Benge was a finalist for the 2024 John Olerud Two-Way Player of the Year Award, given to the top two-way player in college baseball. He hit .335 with a 1.109 OPS and 18 home runs for the Oklahoma State Cowboys in 2024, but was also one of their most effective pitchers.

He mainly (but not always) worked out of the bullpen, appearing in 18 games as a pitcher and posting a 3.16 ERA in 37 innings. He struck out 44 batters and walked just 11, throwing a mid-90s fastball along with a slider and changeup.

He ultimately lost out on the award named after the Mets’ first baseman from 1997-1999, as it went to Jac Caglianone, the eventual No. 6 pick in the 2024 draft. But Benge was a legitimately good pitcher, and interesting enough as a pitching prospect for the Mets to at least leave the door open on him continuing to pitch and for Benge to publicly state that he wanted a shot to pitch immediately following the draft.

The door didn’t stay open long, with Benge revealing less than two weeks later that he would give up pitching professionally, but he was a talented enough pitcher for it to at least be a discussion.

Benge said he likes pitching and misses it, but it wasn’t difficult for him to give it up.
“I love pitching, but if they say they like me better as a hitter, who am I to say no?” Benge said.

This is the first time in his baseball career that 100% of Benge’s effort and practice will go into hitting, and his manager said he is already seeing the results.

“It’s doing wonders,” Gómez said. “He’s able to get to know himself and figure things out on his own because he’s going out there every single day. So, those little tweaks that you make when you’re fully committed to hitting, now, he said we’ll make it.”

Gómez said he’s even seen the effects on his defense and baserunning. He said Benge has gotten more aggressive on the basepaths and is in a really good spot defensively. An outfielder, Benge has played mostly center field for the Cyclones but has more than a handful of games in both corner spots.
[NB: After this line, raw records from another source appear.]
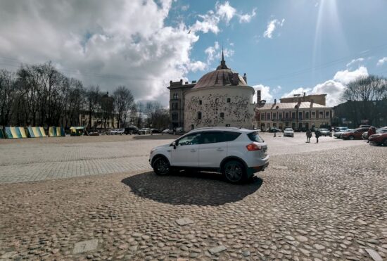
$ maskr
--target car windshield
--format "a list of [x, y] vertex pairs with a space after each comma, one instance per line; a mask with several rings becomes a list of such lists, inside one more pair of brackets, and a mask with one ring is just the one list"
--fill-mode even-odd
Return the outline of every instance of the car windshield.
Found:
[[258, 132], [250, 132], [248, 134], [247, 134], [247, 136], [248, 136], [248, 139], [250, 139], [250, 140], [252, 141], [265, 142], [265, 141], [258, 134]]

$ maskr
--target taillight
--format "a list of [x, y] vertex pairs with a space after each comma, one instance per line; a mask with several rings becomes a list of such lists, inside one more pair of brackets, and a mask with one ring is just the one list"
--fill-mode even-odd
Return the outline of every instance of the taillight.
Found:
[[248, 144], [246, 146], [248, 151], [259, 151], [260, 150], [260, 146], [258, 146], [255, 144]]

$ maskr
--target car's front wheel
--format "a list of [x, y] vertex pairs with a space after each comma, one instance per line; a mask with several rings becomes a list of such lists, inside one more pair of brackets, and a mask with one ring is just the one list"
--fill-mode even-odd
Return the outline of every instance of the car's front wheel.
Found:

More time to work on his defense now that he’s no longer pitching will only increase his odds of being able to stick in center.

Nolan McLean, his teammate at Oklahoma State and current teammate in the video game Rocket League (think soccer but with RC cars), has taken off this season for the Mets in Double-A and Triple-A in his first year focusing solely on pitching.

Benge appears to be doing the same, just as a hitter.